Your complaint is actually why I would be agains supporting multiple backends, because then the semantics of the library might change in unforeseen ways and some people will be surprised trying to have the same behaviour everywhere might end up an uphill battle for little benefit. I'd rather have one solid backend that works for everybody.

kyrylkov commented 8 years ago

@Redsandro Russian intro on easysax page actually says it's not streaming

kyrylkov commented 8 years ago

@csimi can you publish your xml2js + easysax repo?

kyrylkov commented 8 years ago

My run on a 46kB XML file:

sax x 66.98 ops/sec ±2.62% (50 runs sampled)
node-xml x 70.33 ops/sec ±2.56% (54 runs sampled)
libxmljs x 162 ops/sec ±2.46% (62 runs sampled)
node-expat x 116 ops/sec ±3.50% (59 runs sampled)
ltx x 236 ops/sec ±3.67% (60 runs sampled)
EasySax x 1,167 ops/sec ±4.62% (59 runs sampled)
Fastest is EasySax
Redsandro commented 8 years ago

@kyrylkov just for comparison, can you add RapidX2J to this comparison? It will illustrate using RapidXML backend.

kyrylkov commented 8 years ago

@Redsandro It doesn't seem to compile with Node.js 5.8.0? Does it support Node.js 4.x and 5.x?

Redsandro commented 8 years ago

@kyrylkov oops no idea actually. I'm running legacy (pre io.js-post-fork-merge) node.js for production reasons.

Redsandro commented 8 years ago

@kyrylkov Compiles on 4.x according to dev:

https://github.com/damirn/rapidx2j/issues/17

it should work with node 4.4.0:

git clone https://github.com/damirn/rapidx2j.git
npm install rapidx2j/

I just tried it on mac os x w/o issues

csimi commented 8 years ago

I'll try to put something usable together during the weekend. More benchmarks:

xml2js x 2.33 ops/sec ±27.49% (10 runs sampled) xml2js easysax x 11.31 ops/sec ±19.67% (18 runs sampled) rapidx2j x 28.87 ops/sec ±16.22% (30 runs sampled) easysax x 129 ops/sec ±15.94% (30 runs sampled)

The easysax bench doesn't actually build a js object, just runs a SAX pass over my 215KiB XML test file (fastest mode, without parsing attributes, etc).

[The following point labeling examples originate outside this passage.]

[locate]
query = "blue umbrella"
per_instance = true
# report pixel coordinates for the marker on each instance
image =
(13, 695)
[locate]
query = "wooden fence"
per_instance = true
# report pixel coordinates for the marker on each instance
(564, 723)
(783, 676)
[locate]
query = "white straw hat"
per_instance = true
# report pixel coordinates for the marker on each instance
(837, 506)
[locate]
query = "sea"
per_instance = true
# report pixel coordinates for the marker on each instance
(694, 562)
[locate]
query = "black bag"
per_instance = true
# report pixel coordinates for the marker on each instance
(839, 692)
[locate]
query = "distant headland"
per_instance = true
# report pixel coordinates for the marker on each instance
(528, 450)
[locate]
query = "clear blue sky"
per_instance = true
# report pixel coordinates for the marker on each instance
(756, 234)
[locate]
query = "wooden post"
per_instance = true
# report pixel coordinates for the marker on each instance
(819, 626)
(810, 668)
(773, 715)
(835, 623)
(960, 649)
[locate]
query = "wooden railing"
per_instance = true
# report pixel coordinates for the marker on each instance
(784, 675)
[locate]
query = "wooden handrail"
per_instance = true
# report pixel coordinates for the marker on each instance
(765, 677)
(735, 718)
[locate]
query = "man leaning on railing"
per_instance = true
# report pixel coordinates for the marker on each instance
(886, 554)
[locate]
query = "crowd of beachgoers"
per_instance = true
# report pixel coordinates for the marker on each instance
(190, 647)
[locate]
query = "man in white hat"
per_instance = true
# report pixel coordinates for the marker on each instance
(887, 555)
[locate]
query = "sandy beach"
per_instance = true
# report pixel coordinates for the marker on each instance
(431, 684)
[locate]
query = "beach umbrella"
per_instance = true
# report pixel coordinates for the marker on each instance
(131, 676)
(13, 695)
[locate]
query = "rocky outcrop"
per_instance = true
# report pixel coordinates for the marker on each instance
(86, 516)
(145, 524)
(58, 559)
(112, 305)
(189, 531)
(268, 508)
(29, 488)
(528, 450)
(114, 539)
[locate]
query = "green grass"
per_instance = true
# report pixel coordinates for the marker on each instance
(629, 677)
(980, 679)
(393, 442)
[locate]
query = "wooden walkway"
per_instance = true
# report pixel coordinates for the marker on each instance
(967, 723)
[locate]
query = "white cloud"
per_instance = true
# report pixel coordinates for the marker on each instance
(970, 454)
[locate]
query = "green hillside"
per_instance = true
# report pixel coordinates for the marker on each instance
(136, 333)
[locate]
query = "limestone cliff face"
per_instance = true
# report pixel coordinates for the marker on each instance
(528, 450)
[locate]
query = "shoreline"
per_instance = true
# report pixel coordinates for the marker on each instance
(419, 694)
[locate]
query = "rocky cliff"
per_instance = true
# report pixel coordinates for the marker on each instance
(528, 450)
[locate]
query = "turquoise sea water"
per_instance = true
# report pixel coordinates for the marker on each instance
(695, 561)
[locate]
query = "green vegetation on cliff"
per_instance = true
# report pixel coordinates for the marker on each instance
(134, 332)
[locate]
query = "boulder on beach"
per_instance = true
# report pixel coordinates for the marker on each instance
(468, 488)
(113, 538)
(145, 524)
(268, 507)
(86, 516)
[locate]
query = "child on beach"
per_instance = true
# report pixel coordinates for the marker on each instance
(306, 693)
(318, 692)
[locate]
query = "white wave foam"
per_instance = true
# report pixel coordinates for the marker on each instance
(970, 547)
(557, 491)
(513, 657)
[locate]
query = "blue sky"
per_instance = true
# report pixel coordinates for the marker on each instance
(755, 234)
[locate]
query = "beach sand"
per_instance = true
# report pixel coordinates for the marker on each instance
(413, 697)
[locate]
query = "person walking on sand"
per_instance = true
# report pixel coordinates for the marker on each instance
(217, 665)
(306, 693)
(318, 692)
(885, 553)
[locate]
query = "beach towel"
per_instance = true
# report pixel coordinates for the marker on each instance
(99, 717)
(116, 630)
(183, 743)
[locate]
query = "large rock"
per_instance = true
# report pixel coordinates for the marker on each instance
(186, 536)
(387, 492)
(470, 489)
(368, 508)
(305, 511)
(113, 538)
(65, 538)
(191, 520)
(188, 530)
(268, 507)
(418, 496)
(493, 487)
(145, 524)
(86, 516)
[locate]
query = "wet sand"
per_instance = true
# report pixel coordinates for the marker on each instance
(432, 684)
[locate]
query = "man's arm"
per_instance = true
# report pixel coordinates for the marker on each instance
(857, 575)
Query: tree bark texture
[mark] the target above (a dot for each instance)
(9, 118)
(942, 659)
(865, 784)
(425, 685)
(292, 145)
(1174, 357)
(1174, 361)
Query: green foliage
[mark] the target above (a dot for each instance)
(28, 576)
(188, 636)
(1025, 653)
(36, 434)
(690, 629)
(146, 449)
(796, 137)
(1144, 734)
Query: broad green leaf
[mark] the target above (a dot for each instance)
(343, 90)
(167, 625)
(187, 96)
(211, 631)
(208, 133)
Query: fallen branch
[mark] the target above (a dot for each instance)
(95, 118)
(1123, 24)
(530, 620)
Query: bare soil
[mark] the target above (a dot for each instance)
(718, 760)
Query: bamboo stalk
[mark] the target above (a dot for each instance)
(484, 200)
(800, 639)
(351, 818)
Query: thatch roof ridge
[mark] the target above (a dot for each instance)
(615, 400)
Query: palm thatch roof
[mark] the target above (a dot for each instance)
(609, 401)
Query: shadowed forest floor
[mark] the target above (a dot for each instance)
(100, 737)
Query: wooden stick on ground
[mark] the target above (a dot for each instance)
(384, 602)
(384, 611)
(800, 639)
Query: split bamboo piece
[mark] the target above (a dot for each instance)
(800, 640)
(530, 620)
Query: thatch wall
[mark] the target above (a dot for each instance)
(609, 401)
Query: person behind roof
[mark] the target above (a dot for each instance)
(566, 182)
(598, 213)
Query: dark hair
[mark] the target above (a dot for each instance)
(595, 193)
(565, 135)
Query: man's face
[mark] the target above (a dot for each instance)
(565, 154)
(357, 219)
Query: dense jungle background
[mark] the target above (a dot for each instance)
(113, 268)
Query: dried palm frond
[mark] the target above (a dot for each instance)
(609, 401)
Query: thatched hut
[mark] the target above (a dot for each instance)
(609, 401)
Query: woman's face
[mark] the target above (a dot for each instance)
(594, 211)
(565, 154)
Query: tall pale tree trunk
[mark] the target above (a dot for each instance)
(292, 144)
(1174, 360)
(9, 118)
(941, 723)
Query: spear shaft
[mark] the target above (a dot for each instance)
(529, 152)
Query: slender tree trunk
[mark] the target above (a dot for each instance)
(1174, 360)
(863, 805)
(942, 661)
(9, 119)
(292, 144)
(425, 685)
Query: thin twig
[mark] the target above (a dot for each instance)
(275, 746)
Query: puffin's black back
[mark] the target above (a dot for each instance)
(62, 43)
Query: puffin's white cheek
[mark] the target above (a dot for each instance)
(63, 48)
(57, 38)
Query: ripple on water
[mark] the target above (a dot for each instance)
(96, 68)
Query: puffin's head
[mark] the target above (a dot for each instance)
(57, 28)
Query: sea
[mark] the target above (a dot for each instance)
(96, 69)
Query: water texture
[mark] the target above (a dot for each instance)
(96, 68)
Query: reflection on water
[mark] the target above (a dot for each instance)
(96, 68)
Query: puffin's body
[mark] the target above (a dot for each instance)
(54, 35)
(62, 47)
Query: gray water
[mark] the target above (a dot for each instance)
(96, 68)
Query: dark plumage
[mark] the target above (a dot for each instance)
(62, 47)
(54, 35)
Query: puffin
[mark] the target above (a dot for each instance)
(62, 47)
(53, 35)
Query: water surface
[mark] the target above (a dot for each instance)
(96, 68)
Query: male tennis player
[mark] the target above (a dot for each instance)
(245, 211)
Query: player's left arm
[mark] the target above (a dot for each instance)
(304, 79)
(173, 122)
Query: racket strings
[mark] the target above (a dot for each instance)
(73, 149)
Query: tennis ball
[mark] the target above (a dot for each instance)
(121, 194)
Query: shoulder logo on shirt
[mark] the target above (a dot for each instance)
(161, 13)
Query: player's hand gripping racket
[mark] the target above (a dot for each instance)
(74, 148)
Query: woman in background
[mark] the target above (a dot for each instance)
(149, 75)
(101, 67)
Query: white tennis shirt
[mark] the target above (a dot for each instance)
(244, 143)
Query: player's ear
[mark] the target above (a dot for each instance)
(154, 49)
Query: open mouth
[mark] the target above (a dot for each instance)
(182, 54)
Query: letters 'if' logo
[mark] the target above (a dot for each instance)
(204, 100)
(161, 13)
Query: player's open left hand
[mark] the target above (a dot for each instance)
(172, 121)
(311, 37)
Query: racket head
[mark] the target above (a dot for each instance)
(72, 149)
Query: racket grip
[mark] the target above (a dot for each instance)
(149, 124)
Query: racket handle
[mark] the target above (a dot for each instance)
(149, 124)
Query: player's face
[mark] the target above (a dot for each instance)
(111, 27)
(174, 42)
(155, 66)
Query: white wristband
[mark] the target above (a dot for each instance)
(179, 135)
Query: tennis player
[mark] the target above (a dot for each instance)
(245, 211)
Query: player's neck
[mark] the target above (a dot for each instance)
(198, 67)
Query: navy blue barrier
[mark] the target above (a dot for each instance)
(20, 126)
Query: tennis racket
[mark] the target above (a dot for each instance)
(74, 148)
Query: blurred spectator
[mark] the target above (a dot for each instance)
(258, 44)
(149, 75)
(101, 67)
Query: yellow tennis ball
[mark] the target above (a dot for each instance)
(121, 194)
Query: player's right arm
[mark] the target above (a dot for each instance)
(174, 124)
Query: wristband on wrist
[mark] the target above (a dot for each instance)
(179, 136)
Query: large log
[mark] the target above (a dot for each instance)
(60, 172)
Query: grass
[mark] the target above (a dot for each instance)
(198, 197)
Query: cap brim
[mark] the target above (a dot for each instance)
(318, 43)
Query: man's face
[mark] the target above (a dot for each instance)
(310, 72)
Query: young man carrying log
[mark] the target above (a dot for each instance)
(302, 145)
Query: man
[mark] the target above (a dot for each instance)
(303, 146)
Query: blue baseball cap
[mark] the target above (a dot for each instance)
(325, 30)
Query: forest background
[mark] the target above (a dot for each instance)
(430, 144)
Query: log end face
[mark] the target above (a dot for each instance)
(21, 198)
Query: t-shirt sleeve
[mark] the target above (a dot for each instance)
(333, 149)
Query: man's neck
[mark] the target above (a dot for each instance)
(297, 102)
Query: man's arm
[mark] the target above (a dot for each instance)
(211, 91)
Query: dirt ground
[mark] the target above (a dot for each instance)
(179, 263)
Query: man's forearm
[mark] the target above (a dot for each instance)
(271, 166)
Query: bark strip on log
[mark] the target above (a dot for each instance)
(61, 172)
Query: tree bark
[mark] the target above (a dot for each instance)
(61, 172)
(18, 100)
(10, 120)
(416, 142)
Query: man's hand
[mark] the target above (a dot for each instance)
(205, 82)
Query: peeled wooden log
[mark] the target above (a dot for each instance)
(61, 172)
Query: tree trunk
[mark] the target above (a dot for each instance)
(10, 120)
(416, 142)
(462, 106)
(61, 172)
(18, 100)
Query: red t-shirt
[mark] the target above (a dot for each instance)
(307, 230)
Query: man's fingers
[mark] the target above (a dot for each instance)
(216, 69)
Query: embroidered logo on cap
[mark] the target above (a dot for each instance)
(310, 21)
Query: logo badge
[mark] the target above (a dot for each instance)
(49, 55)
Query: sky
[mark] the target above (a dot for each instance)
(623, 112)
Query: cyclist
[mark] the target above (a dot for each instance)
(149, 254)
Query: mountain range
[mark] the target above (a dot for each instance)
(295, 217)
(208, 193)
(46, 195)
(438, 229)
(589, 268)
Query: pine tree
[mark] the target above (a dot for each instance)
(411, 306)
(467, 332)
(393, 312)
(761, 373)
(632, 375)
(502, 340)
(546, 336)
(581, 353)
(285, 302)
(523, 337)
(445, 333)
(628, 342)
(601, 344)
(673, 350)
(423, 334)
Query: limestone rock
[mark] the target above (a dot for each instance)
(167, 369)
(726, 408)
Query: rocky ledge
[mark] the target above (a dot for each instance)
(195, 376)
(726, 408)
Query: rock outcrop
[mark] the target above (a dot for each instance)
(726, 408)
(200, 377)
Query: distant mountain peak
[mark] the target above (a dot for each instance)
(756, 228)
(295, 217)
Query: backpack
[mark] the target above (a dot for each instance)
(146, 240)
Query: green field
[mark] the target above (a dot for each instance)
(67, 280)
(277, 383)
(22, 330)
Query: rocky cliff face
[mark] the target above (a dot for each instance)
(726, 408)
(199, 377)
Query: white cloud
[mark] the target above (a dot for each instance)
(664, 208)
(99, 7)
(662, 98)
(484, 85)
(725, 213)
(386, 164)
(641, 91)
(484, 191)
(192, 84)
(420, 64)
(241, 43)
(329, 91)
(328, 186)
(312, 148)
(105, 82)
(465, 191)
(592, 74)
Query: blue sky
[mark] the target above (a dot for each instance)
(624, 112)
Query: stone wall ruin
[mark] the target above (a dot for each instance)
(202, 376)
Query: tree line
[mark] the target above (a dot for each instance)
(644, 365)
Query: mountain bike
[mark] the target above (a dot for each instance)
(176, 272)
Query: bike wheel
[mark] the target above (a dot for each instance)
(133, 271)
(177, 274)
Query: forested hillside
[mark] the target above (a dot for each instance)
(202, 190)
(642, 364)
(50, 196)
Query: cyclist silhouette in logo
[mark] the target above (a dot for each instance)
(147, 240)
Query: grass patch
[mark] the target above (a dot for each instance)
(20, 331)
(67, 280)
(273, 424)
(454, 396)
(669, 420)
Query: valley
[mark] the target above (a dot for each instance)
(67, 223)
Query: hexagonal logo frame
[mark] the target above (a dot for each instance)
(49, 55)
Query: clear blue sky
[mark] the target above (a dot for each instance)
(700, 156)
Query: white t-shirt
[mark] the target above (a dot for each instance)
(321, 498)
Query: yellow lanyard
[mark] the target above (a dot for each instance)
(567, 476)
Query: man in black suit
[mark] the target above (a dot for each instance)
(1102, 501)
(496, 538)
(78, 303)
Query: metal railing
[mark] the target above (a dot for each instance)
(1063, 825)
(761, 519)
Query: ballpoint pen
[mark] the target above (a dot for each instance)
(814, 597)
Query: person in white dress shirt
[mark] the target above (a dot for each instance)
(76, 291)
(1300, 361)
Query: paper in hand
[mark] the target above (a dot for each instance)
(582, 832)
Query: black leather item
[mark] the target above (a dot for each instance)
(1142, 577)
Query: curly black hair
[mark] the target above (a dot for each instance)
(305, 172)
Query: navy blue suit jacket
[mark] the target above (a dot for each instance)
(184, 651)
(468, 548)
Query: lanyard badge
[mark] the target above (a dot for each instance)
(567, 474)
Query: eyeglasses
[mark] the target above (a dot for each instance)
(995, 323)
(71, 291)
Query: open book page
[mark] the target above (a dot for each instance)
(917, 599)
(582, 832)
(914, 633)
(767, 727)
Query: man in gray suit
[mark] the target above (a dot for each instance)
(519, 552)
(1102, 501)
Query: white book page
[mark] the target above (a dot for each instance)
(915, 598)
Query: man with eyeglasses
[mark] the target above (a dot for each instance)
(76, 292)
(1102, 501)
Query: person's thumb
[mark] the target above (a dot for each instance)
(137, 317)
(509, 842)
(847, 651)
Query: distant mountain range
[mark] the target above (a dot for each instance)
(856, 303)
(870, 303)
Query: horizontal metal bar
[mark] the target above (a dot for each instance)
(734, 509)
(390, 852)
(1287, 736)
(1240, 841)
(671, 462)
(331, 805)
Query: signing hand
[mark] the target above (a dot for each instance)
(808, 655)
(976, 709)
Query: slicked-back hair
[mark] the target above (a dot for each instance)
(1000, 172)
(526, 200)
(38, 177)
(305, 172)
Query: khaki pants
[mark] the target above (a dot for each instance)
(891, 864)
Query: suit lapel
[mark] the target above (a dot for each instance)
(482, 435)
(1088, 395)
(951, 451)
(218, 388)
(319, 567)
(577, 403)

Rapidx2j is pretty fast but just how much time it takes to actually build a JS object is clearly visible.

I feel like EasySax is too fast (compared to expat for example) to be standards compliant. There has to be a catch somewhere.

Redsandro commented 8 years ago

how much time it takes to actually build a JS object is clearly visible.

How do you mean? I need to create that JS object anyhow, so I prefer the module takes care of that. In the case of rapidx2j, the js object is built in the compiled code. I think that's why it's so much faster. In the case of node-xml2js, it happens in javascript, which is slower. I believe this overhead will be added to EasySax.

Is there a (simple) way to use EasySax for getting the JS object out of xml? I'd like to see the time it takes including building the JS object. But in the docs it seems to just throw events on every element encountered (that's what I assumed was streaming, as SAX works like that too).

So far, rapidx2j seems the fastest but I cannot use it without forking, as the current module implements a custom lossy standard, changing caps and such.